Hello forum,
Please, help to diagnose the reboot issue during disk replace.
Symptom:
System rebooted during disk replace operation. After reboot it happens that replace passed successfully. Pool is in healthy state and is resilvering now. No errors reported.
System:
x510/2GB RAM/E7400 CPU with 4x1TB disks configured as RaidZ1 (REDPOOL - ada4/ada5/ada6/ada7)
IcyDock JBOD connected to x510 on esata with 4x1TB disks configured as RaidZ1 (ICEPOOL - ada0/ada1/ada2/ada3)
FreeNAS 11.0 U3 + emby jail powered off + plex jail running
Periodic snapshot scheduled to run 09:00-18:00 everyday. Replication from x510 to IcyDock on all datasets with periodic snapshot.
What caused the reboot:
1) In ICEPOOL I've set disk ada3 to OFFLINE
2) In REDPOOL I've set disk ada6 to OFFLINE
3) removed disks ada3 and ada6
4) installed disk ada3 in ada6 bay
5) installed disk ada6 in ada3 bay
6) initiated REPLACE to member disk ada6 in REDPOOL with force option
7) waited for REPLACE to finish. WEB gui was not responsive. Samba was not responsive. PING failed.
It happens that system restarted. Because later all services loaded normally
9) After restarts initiated REPLACE to member disk ada3 for pool ICEPOOL. Passed successfully without restart and resilvering now.
zpool status on both pools reports that drives are ONLINE and resilvering.
No reboot/halt messages. Cannot find out at what point system actually rebooted. Reallocation event should not cause system restart.

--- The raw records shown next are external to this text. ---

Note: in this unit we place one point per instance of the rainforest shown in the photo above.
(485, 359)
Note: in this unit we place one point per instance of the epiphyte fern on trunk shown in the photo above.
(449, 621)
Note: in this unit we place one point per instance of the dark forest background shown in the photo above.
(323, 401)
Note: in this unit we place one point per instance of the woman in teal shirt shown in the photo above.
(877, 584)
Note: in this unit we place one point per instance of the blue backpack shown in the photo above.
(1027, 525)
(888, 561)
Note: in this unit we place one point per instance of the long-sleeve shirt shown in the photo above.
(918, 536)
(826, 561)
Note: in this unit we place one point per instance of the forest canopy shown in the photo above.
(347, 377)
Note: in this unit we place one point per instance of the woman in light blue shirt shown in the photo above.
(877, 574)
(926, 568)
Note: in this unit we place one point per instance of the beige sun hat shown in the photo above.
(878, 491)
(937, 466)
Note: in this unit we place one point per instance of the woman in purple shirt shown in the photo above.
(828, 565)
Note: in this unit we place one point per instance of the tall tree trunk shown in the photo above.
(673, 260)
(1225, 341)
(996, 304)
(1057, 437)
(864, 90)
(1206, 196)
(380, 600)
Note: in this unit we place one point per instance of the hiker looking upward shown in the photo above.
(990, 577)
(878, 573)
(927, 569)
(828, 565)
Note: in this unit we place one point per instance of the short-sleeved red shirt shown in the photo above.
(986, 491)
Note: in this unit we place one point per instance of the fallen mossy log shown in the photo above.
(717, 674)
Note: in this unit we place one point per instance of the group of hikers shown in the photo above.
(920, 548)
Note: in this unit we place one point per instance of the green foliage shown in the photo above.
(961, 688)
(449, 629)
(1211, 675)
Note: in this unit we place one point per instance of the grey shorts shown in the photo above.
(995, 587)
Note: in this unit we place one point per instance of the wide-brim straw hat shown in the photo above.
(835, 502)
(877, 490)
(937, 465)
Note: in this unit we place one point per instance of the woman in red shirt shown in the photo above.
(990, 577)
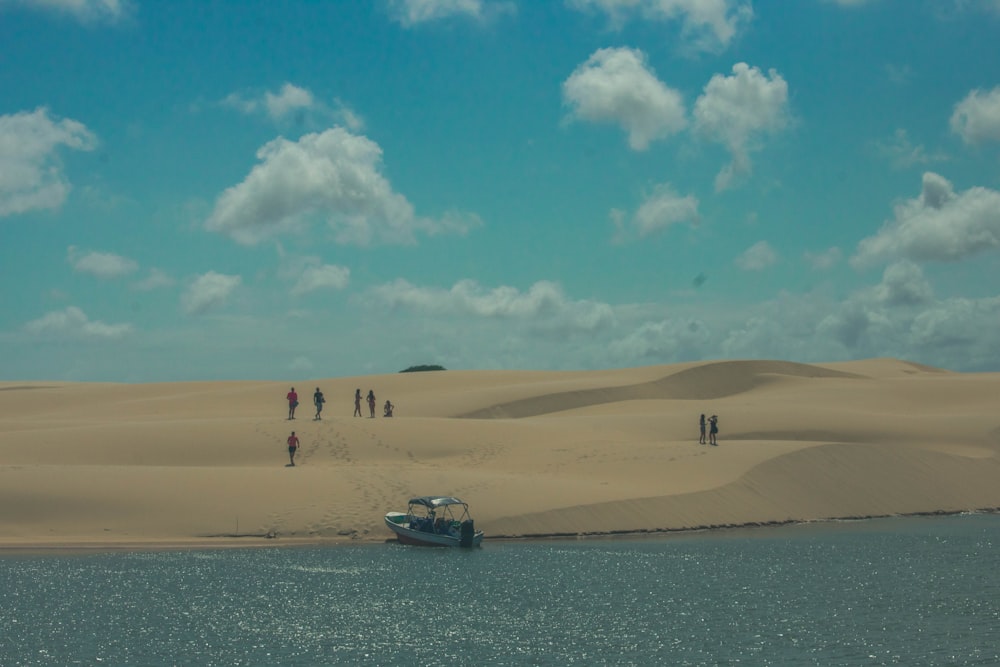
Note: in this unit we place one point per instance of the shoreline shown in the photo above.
(535, 454)
(225, 542)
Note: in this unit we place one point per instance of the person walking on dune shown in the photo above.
(293, 448)
(318, 401)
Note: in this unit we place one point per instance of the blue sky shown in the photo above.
(260, 190)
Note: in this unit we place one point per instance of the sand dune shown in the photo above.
(535, 453)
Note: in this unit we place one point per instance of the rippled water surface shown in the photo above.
(890, 592)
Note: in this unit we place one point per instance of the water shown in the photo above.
(889, 592)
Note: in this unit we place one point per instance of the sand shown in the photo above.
(105, 466)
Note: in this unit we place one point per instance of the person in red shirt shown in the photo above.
(293, 448)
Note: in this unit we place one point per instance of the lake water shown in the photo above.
(915, 591)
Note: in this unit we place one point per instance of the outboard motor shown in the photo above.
(468, 533)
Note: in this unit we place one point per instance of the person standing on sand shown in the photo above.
(293, 447)
(318, 401)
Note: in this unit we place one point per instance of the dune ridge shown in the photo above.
(534, 453)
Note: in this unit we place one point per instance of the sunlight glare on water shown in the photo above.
(892, 592)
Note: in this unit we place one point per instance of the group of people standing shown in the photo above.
(713, 430)
(386, 409)
(293, 402)
(318, 401)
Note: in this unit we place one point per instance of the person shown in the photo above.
(318, 401)
(293, 447)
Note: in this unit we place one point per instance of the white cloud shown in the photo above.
(100, 264)
(84, 10)
(73, 323)
(208, 291)
(410, 13)
(706, 25)
(297, 104)
(30, 173)
(321, 276)
(757, 257)
(334, 176)
(544, 304)
(903, 284)
(737, 110)
(940, 225)
(288, 100)
(662, 208)
(672, 339)
(617, 86)
(977, 117)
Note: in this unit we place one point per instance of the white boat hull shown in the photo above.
(399, 523)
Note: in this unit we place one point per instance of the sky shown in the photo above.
(224, 190)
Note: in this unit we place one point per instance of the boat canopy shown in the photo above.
(435, 501)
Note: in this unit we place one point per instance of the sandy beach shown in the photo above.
(87, 465)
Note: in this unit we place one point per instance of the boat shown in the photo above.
(435, 521)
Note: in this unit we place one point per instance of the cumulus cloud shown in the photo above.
(333, 176)
(903, 284)
(100, 264)
(706, 25)
(410, 13)
(662, 208)
(757, 257)
(737, 110)
(317, 276)
(30, 173)
(294, 103)
(543, 304)
(73, 323)
(617, 86)
(208, 291)
(870, 318)
(87, 11)
(672, 339)
(939, 225)
(289, 99)
(977, 117)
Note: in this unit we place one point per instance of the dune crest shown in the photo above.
(702, 382)
(569, 452)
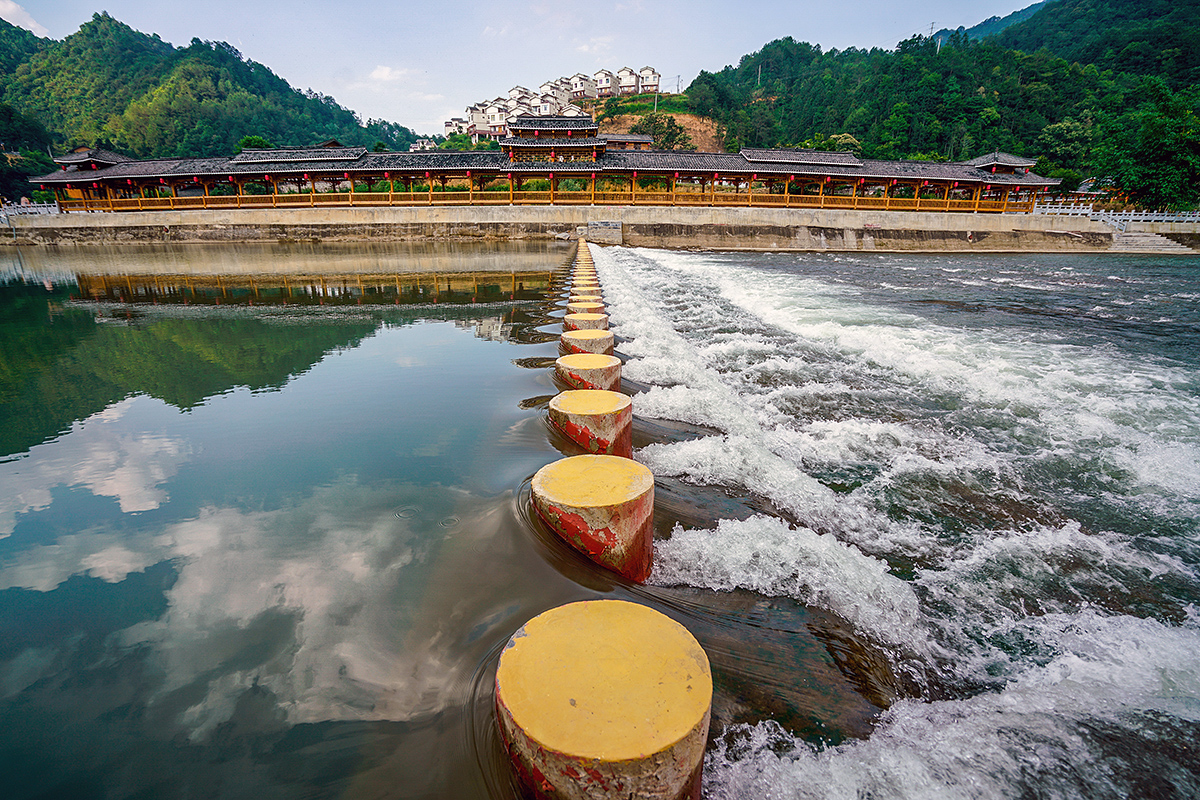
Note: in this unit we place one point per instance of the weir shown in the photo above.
(718, 228)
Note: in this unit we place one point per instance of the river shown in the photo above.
(933, 517)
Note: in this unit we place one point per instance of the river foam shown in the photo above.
(984, 473)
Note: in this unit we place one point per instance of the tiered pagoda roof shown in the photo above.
(540, 145)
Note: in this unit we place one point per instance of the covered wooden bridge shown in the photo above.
(545, 161)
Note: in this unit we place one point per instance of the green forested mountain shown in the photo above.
(111, 85)
(17, 44)
(964, 97)
(993, 25)
(1145, 37)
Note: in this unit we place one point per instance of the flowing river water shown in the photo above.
(933, 517)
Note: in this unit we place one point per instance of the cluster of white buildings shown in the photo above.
(490, 119)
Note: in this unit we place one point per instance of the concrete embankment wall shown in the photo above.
(719, 228)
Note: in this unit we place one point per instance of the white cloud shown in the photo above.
(329, 589)
(99, 453)
(13, 13)
(388, 74)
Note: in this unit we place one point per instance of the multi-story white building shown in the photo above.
(552, 98)
(559, 89)
(647, 80)
(582, 86)
(606, 83)
(627, 82)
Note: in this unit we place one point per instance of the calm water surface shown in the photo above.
(934, 518)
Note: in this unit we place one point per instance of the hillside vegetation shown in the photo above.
(1133, 121)
(113, 86)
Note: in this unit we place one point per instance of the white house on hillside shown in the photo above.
(606, 83)
(582, 86)
(627, 82)
(647, 80)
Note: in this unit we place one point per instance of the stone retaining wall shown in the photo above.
(718, 228)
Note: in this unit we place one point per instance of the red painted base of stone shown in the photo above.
(598, 545)
(623, 445)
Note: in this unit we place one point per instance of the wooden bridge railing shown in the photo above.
(457, 198)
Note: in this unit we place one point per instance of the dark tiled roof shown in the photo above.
(552, 142)
(103, 156)
(801, 156)
(685, 163)
(641, 138)
(552, 124)
(298, 154)
(430, 160)
(694, 163)
(1000, 160)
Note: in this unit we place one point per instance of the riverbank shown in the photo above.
(714, 228)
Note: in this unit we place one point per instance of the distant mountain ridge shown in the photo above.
(113, 86)
(993, 25)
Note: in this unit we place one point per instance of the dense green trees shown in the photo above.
(1121, 106)
(667, 133)
(111, 85)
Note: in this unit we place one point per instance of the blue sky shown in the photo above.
(421, 62)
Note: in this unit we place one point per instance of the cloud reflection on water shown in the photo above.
(103, 453)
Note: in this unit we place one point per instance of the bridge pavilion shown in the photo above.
(561, 160)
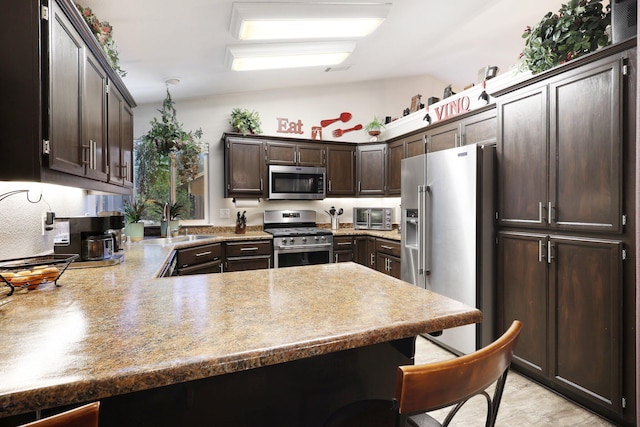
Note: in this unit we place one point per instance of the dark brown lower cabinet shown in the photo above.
(388, 257)
(364, 251)
(343, 248)
(567, 291)
(248, 255)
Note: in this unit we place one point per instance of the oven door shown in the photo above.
(296, 183)
(297, 255)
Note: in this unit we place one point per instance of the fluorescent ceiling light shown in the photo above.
(291, 55)
(286, 21)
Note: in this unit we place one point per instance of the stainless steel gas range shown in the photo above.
(296, 238)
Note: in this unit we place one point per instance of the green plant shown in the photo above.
(102, 31)
(245, 121)
(175, 209)
(166, 138)
(133, 211)
(374, 125)
(578, 28)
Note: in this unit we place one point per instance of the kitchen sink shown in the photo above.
(176, 239)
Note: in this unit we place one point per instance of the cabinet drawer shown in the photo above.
(205, 268)
(342, 243)
(248, 248)
(199, 255)
(388, 247)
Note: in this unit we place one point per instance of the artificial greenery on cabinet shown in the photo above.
(579, 27)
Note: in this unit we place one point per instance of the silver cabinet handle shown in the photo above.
(540, 256)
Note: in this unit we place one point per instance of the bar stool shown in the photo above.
(432, 386)
(83, 416)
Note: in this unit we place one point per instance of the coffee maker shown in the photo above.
(86, 236)
(116, 228)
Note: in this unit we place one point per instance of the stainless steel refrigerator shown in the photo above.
(448, 234)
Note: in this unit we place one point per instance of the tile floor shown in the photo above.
(524, 403)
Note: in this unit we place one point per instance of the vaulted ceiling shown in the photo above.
(449, 40)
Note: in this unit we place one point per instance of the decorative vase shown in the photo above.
(135, 231)
(241, 228)
(174, 227)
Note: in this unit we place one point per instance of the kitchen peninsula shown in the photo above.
(283, 346)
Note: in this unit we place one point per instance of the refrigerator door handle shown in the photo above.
(419, 231)
(425, 246)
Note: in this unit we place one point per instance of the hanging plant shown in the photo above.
(102, 31)
(578, 28)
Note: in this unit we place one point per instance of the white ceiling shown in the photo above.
(447, 39)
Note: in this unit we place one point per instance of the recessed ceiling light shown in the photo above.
(287, 55)
(286, 21)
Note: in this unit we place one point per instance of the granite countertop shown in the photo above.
(113, 330)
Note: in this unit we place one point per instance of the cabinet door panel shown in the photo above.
(115, 109)
(482, 128)
(586, 285)
(415, 145)
(586, 146)
(443, 138)
(94, 118)
(371, 170)
(522, 159)
(281, 154)
(311, 155)
(522, 284)
(396, 154)
(341, 171)
(67, 59)
(244, 168)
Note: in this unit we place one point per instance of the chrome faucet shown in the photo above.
(166, 212)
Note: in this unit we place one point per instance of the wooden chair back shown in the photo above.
(84, 416)
(421, 388)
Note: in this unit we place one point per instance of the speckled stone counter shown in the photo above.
(113, 330)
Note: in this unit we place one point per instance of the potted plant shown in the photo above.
(170, 224)
(578, 28)
(374, 127)
(102, 31)
(245, 121)
(167, 157)
(133, 215)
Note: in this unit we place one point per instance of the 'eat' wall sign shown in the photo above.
(286, 126)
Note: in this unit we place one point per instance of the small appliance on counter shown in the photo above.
(116, 227)
(373, 218)
(87, 236)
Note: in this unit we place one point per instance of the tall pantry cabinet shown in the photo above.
(566, 168)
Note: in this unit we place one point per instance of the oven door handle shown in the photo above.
(322, 245)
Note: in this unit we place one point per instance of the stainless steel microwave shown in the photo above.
(373, 218)
(296, 183)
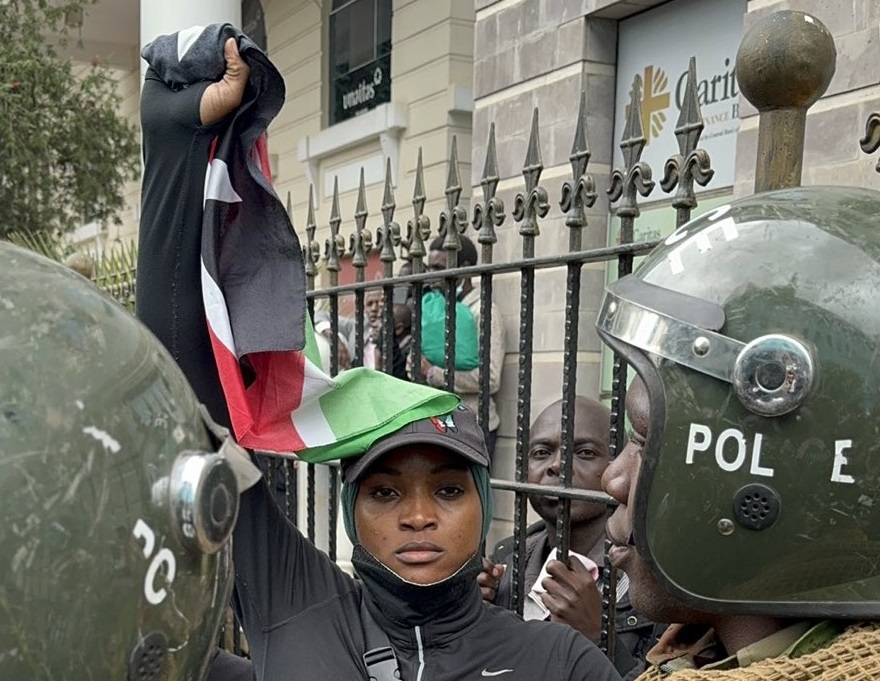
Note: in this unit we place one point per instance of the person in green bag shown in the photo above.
(469, 346)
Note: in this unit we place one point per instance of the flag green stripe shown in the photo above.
(367, 405)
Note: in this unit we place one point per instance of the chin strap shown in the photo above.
(379, 657)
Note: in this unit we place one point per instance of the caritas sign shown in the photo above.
(657, 45)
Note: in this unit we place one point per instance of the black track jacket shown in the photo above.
(301, 614)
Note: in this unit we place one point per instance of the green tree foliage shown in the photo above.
(65, 151)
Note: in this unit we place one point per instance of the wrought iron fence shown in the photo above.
(688, 166)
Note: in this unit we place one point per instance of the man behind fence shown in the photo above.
(552, 590)
(748, 493)
(467, 383)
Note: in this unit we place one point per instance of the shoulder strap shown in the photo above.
(379, 657)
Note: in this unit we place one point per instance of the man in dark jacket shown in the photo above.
(564, 594)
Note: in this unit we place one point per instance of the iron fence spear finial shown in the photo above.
(690, 164)
(871, 141)
(313, 247)
(418, 228)
(334, 246)
(389, 233)
(534, 203)
(453, 220)
(580, 192)
(490, 213)
(634, 177)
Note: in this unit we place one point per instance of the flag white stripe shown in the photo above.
(186, 38)
(215, 310)
(309, 419)
(218, 186)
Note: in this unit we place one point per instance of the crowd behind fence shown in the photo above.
(395, 243)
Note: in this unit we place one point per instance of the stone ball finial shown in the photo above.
(786, 60)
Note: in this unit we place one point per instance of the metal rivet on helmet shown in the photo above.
(202, 495)
(773, 375)
(701, 346)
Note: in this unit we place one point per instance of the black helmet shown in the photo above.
(115, 509)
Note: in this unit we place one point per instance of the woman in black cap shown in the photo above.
(416, 506)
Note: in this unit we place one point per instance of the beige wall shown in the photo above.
(431, 60)
(542, 53)
(835, 123)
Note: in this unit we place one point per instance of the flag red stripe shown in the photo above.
(280, 378)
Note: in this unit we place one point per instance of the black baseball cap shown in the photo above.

Last records from messages log before restart:
Sep 28 09:12:24 VAULT (aprobe3:siisch0:0:3:0): SOFT_RESET. ACB: 00 00 00 00 00 00 00 00 00 00 00 00
Sep 28 09:12:24 VAULT (aprobe3:siisch0:0:3:0): CAM status: Uncorrectable parity/CRC error
Sep 28 09:12:24 VAULT (aprobe3:siisch0:0:3:0): Error 5, Retries exhausted
Sep 28 09:12:24 VAULT (aprobe3:siisch0:0:3:0): SOFT_RESET. ACB: 00 00 00 00 00 00 00 00 00 00 00 00
Sep 28 09:12:24 VAULT (aprobe3:siisch0:0:3:0): CAM status: Uncorrectable parity/CRC error
Sep 28 09:12:24 VAULT (aprobe3:siisch0:0:3:0): Error 5, Retries exhausted
Sep 28 09:13:48 VAULT smartd[73500]: Device: /dev/ada6, Failed SMART usage Attribute: 5 Reallocated_Sector_Ct.